Leur modèle statistique révèle qu’avec une couverture vaccinale de 70 %, et un vaccin efficace à 99 %, la vaccination permettrait une économie de 145 dollars canadiens par individu (108 euros). La fourchette basse – avec une couverture de 50 % et une efficacité de 50 % - table sur une économie de 42 dollars (31 euros) par personne. Elargis à la cohorte, les économies varient entre 8 et 28 millions de dollars. S’y ajoute, selon les chercheurs, l’effet de protection de masse induit par la vaccination des filles. En effet, des études ont démontré qu’elle permettait de réduire l’incidence des verrues génitales (condylomes) chez les hommes, y compris homosexuels.

« Dans l’idée que le vaccin marche aussi chez le garçon, on a les éléments. Dans l’idée que ça puisse être coût efficace, il n’y a pas beaucoup de doute, estime Robert Cohen. Le prix affiché sur la boîte n’a rien à voir avec le prix réel pour la santé publique. Pour cela, il faut des taux de couverture conséquents, qui dépassent 60 %. »

 

Compléter la vaccination féminine

Recommandée dans 5 pays, la vaccination masculine contre le papillomavirus reste controversée. Aucun des Etats concernés ne rembourse le vaccin, ni ne l’inclut dans les programmes de vaccination nationaux. « Au début, on voulait être sûr que ce vaccin était efficace. Les premières démonstrations ont été de prévenir l’infection à HPV, rappelle le Pr Cohen. Aujourd’hui, la preuve de prévention du cancer n’est pas là, puisqu’il faut attendre 25 ans. » C'est pourquoi la protection contre les cancers oropharyngés n'a pas encore été démontrée.

 

Mais surtout, en France, le vaccin HPV jouit d'une mauvaise réputation. « Les réticences viennent du fait qu’on a raté la vaccination chez la fille, analyse Robert Cohen. La vraie difficulté ne vient pas de se demander : si on vaccinait une proportion importante de la population, est-ce que ce serait efficace et coût efficace ? La réponse est oui, sans l’ombre d’un doute.
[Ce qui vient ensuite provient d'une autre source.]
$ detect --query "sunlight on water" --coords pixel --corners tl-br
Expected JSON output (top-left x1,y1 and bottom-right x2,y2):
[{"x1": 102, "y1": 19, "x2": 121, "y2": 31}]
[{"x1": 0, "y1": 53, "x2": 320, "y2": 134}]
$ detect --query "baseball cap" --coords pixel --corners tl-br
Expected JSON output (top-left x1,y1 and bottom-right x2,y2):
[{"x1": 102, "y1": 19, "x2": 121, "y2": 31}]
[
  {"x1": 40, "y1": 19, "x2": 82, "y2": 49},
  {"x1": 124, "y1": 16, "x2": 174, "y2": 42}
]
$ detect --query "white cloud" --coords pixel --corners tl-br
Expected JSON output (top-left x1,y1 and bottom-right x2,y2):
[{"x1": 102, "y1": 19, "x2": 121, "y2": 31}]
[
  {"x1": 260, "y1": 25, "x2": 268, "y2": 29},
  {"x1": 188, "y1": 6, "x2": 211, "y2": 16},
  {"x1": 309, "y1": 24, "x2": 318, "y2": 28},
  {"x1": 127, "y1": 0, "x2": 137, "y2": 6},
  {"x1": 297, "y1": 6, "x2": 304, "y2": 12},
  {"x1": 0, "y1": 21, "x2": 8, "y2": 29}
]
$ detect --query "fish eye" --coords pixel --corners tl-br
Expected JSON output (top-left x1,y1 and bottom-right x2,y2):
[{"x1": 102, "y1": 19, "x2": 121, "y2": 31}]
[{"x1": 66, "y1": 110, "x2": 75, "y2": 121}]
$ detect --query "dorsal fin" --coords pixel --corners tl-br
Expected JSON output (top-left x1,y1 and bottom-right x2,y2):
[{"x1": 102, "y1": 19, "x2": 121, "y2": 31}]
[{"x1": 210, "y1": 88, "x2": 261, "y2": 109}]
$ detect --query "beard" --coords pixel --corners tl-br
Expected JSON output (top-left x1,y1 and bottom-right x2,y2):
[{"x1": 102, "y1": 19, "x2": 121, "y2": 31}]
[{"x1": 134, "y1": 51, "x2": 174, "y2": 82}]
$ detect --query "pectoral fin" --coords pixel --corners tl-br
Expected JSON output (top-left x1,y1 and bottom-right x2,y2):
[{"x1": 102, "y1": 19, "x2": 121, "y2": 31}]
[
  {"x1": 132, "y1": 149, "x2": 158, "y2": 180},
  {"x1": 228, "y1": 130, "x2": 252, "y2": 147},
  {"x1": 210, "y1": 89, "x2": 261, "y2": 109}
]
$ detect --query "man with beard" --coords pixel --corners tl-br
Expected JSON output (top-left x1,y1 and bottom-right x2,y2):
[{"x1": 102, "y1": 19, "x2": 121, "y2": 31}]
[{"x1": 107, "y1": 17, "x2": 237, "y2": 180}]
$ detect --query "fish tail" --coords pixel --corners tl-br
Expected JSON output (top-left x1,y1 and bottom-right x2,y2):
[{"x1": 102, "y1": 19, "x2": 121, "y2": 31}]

La question est : si on n’arrive déjà pas à vacciner les filles, comment l’obtenir chez le garçon ? »

 

La vaccination masculine peut toutefois compléter celle des filles, qui est encore largement insuffisante en France (10 %). « Comme on n’arrivera pas à vacciner toutes les filles, il vaudrait mieux vacciner 60 % des garçons et 60 % des filles que de viser 90 % de couverture chez les filles », conclut Robert Cohen. Reste à convaincre la population de se faire vacciner plus largement. Un problème auquel les autorités sanitaires n'ont pas encore trouvé de solution.